Corporate Research & Development Center

Toshiba’s Auto-Subtitling System for Online Classes is a Win-Win for Educators and Students
-In our COVID-19 world, high accuracy subtitling helps educators to deliver material and students to understand it-

June 10, 2020
Toshiba Corporation

TOKYO—In the new normal of the COVID-19 pandemic, schools and universities have to come up with novel and effective ways to reach and teach their students. Many have turned to distance learning and online classes, including almost half of Japan’s universities.

While on-line teaching works, there are drawbacks: educators have to explain complex subjects over networks that might have patchy video or sound quality; and it is difficult for students to review lessons and lectures efficiently, and especially to pinpoint just where the teacher said what.

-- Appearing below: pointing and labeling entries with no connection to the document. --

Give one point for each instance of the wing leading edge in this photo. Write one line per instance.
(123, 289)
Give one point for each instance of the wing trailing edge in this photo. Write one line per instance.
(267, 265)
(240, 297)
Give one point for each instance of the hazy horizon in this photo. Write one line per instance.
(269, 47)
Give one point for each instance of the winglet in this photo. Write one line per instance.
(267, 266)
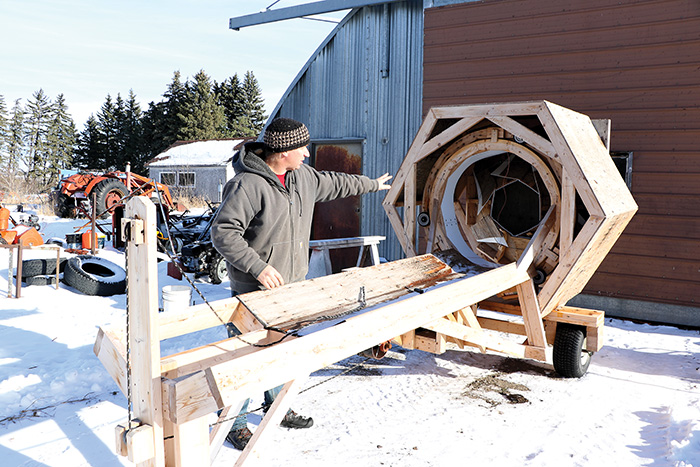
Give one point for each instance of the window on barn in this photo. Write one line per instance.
(623, 162)
(185, 179)
(167, 178)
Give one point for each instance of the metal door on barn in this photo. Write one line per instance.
(339, 218)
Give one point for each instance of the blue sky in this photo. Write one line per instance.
(88, 49)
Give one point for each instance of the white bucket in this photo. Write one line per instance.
(176, 297)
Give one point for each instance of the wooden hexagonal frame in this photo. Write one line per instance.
(567, 152)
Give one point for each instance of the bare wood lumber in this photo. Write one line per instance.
(199, 317)
(543, 145)
(191, 361)
(110, 348)
(197, 394)
(513, 108)
(531, 314)
(273, 417)
(191, 442)
(289, 306)
(144, 341)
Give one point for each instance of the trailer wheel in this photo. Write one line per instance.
(93, 275)
(217, 269)
(571, 359)
(108, 193)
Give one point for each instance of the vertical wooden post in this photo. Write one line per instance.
(93, 231)
(144, 341)
(18, 289)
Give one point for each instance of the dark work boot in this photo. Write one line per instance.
(239, 438)
(294, 420)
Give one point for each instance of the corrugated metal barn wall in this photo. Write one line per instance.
(636, 62)
(364, 82)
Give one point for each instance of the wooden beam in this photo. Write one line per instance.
(191, 361)
(541, 144)
(272, 418)
(531, 314)
(196, 395)
(199, 317)
(487, 110)
(144, 340)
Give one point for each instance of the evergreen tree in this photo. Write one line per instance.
(109, 142)
(252, 119)
(205, 119)
(36, 131)
(4, 128)
(15, 140)
(132, 127)
(228, 96)
(88, 152)
(61, 139)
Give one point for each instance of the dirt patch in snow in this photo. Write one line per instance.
(482, 388)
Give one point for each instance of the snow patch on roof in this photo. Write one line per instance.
(213, 152)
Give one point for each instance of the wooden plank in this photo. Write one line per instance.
(542, 145)
(578, 316)
(295, 305)
(199, 317)
(144, 340)
(191, 443)
(531, 314)
(195, 395)
(409, 205)
(346, 242)
(568, 213)
(191, 361)
(513, 108)
(110, 349)
(448, 135)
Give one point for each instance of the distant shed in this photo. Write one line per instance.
(196, 168)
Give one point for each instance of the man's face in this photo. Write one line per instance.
(296, 157)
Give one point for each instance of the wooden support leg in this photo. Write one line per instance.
(191, 443)
(531, 314)
(218, 433)
(274, 416)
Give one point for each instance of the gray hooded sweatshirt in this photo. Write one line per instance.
(261, 222)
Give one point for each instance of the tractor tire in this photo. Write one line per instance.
(41, 267)
(571, 359)
(41, 279)
(217, 269)
(93, 275)
(108, 193)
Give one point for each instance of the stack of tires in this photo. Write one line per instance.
(91, 275)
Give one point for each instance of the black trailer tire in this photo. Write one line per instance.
(93, 275)
(571, 359)
(41, 279)
(108, 193)
(217, 269)
(40, 267)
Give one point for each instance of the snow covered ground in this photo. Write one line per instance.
(638, 404)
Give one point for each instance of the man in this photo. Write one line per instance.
(263, 226)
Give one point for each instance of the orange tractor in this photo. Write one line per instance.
(73, 196)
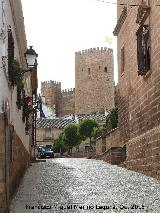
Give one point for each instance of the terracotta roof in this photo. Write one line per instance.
(96, 117)
(58, 123)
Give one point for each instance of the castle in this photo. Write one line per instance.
(94, 85)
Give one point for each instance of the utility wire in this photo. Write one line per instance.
(131, 5)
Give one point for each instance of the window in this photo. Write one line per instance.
(105, 69)
(122, 60)
(143, 49)
(48, 134)
(89, 71)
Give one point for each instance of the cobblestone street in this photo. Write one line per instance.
(84, 185)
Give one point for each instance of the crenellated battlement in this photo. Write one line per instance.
(68, 91)
(94, 50)
(53, 83)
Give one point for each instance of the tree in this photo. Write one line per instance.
(86, 128)
(71, 136)
(97, 131)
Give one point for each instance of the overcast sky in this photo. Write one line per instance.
(58, 28)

With ToScLive™, Japan’s Toshiba Corporation (Tokyo: 6502) has developed a powerful tool that brings benefits to both teachers and students.

ToScLive™ is an automatic subtitling system for online classes that delivers a real-time record of what the teacher is saying. It is self-contained and operates independently, and can be used with any of today’s popular video- and voice-streaming conferencing software.

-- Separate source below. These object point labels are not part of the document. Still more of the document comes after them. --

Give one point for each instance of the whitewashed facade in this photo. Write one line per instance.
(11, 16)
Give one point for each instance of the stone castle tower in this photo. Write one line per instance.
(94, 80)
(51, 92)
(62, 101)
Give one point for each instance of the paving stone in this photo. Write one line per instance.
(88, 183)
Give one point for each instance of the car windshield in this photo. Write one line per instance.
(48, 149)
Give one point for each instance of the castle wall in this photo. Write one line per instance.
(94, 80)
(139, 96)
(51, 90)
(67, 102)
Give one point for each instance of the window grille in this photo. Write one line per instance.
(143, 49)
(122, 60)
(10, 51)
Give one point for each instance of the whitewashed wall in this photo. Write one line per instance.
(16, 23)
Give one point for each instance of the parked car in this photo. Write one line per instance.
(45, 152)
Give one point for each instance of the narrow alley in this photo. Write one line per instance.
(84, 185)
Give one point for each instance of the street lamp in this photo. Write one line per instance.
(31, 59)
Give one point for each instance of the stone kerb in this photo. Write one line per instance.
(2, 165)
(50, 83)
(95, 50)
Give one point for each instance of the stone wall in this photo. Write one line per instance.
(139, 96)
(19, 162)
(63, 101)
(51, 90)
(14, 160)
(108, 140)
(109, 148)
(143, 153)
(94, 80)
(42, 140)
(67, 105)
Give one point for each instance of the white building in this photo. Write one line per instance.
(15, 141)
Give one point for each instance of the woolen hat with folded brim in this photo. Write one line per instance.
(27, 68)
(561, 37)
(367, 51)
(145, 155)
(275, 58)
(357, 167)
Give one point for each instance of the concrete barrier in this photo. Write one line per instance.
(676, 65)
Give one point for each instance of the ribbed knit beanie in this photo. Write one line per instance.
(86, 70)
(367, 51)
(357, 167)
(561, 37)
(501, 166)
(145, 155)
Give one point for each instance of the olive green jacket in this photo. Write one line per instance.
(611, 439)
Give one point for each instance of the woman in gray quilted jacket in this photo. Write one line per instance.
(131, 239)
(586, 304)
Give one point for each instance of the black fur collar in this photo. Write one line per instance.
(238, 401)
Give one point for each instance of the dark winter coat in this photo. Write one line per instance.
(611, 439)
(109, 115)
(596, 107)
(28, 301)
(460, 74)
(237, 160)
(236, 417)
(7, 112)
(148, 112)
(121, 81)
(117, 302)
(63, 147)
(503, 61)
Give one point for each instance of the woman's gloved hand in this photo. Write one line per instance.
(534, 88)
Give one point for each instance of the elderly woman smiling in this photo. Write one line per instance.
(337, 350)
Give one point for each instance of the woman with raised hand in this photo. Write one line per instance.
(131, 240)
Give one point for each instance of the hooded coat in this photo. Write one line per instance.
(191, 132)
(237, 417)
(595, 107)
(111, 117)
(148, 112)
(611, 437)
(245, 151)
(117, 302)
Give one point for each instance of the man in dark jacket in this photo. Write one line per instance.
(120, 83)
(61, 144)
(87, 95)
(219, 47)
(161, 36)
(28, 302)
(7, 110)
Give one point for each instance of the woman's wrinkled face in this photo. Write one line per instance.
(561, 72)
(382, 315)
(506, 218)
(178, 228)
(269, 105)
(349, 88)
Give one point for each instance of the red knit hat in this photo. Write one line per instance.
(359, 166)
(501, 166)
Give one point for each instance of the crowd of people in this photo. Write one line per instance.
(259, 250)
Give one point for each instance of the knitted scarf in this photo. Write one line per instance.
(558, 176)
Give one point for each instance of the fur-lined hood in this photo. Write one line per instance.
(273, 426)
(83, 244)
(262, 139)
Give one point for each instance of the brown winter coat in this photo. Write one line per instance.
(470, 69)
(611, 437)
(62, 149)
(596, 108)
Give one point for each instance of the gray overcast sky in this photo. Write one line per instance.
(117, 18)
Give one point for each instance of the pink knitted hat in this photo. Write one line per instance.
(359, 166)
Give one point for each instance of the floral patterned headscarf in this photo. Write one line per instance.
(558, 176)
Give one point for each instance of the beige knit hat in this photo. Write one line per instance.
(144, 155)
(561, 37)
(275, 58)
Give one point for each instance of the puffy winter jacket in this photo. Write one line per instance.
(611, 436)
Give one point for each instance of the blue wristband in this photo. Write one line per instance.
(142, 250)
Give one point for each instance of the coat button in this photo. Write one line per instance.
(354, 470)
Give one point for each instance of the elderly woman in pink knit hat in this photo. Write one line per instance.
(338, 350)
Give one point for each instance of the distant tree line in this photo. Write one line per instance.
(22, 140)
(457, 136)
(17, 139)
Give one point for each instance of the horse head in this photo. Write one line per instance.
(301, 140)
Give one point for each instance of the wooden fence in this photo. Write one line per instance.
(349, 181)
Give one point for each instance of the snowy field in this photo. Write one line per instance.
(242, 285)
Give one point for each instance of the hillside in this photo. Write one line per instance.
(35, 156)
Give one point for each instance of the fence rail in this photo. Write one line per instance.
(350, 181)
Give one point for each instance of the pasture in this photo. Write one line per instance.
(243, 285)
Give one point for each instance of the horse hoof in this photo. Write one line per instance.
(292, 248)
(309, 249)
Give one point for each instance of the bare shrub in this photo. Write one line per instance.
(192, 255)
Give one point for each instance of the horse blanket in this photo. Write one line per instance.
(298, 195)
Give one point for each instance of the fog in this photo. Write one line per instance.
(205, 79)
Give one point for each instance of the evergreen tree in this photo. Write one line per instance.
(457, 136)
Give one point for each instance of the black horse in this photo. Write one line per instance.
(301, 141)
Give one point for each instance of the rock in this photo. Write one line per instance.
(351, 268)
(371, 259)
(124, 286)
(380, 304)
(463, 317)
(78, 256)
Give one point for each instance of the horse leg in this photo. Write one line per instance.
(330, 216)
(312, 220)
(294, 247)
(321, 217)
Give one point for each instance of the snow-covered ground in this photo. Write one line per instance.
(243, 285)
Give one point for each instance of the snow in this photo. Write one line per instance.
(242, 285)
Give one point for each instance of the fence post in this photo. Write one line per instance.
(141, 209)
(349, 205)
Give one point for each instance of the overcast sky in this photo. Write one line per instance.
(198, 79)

For educators who have had to bring courses and classes on-line quickly, without the luxury of long-term planning or preparation, ToScLive™ is a real boon. A lot of courses have specialist vocabulary or technical terms that an automated speech recognition might not handle well on the fly. ToScLive™ can automatically scan the text of lecture materials in advance, extract and learn the terms, and deliver them precisely during class.

Teachers are supported in other ways too. High accuracy speech recognition needs good sound to work with, and usually has to be set up by someone who understands sound balance and microphone positioning. ToScLive™ makes this easy with a guide function that enables the teacher to confirm the mic setting simply by speaking a few sentences before the class. It measures sound volume in the mic and ambient noise, all to ensure good sound and accurate speech recognition.

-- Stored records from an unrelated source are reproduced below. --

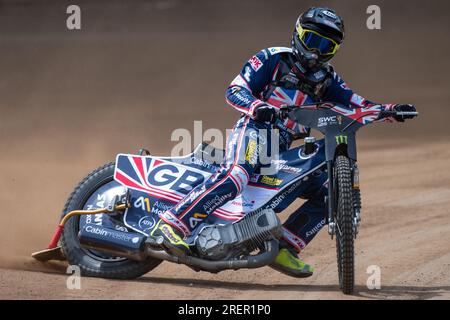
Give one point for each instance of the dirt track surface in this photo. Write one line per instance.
(71, 100)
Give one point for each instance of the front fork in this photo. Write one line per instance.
(331, 200)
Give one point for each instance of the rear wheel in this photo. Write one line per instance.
(344, 224)
(93, 192)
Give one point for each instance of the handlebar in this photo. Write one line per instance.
(284, 110)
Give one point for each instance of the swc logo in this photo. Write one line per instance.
(175, 178)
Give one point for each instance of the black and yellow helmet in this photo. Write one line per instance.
(317, 36)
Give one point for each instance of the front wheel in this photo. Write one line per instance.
(94, 192)
(344, 223)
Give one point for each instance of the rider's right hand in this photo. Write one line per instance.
(265, 113)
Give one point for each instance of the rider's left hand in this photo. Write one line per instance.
(404, 108)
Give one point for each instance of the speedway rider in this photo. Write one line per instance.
(272, 78)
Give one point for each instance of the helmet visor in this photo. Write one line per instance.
(313, 41)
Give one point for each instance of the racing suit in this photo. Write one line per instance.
(269, 77)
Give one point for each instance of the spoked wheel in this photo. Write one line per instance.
(344, 224)
(97, 189)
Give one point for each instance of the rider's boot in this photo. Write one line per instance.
(173, 239)
(287, 262)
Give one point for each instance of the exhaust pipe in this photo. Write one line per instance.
(257, 261)
(138, 247)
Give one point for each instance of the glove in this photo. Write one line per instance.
(404, 108)
(265, 113)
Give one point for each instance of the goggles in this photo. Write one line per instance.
(313, 40)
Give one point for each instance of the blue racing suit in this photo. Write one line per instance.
(269, 77)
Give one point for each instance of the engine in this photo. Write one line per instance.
(220, 242)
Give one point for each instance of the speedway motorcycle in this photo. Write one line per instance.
(106, 221)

For students, ToScLive™ improves the class experience. In the course of the class, they get streaming subtitles of real-time voice-to-text that reinforces what the teacher is saying, and if they miss something they can refer back to the section during or after class. They also get a copy of the transcript once the class is over, delivered via a web browser to their PC, tablet or smartphone. Students can also use this record of the class if they want to review all or part of the class in an archived video, as a guide to fast forwarding or rewinding to a particular section.

Figure 1: Outline of ToScLive(TM)

Figure 2: ToScLive(TM) demonstration image

For both educators and students, ToScLive™ is a high-precision subtitling system that can be used by non-experts, and that helps maintain and improve the quality of online classes.

Toshiba has a long history of R&D in media intelligence, and speech recognition AI for conferences and lectures that the company unveiled in March 2019 provides the template for ToScLive™. Without any prior familiarization with the speaker’s voice or the material covered, ToScLive™ now achieves a voice recognition rate of 85%, a level that allows people to fully understand the content. The software can also recognize unnecessary fillers, utterances like “uh” and “umm” and expressions of agreement that add nothing to the content, and shows them in a muted color in the subtitles, improving their readability. This is done to assist people who lip read the class, and who might be confused by apparent speech with no subtitles.

This June, Toshiba plans to start trials to verify the effectiveness of ToScLive™ at two of Japan’s leading private universities, Keio and Hosei. Feedback from teachers and students will support Toshiba in improving the functionality and quality of ToScLive™, and help to secure its faster introduction into the education sector.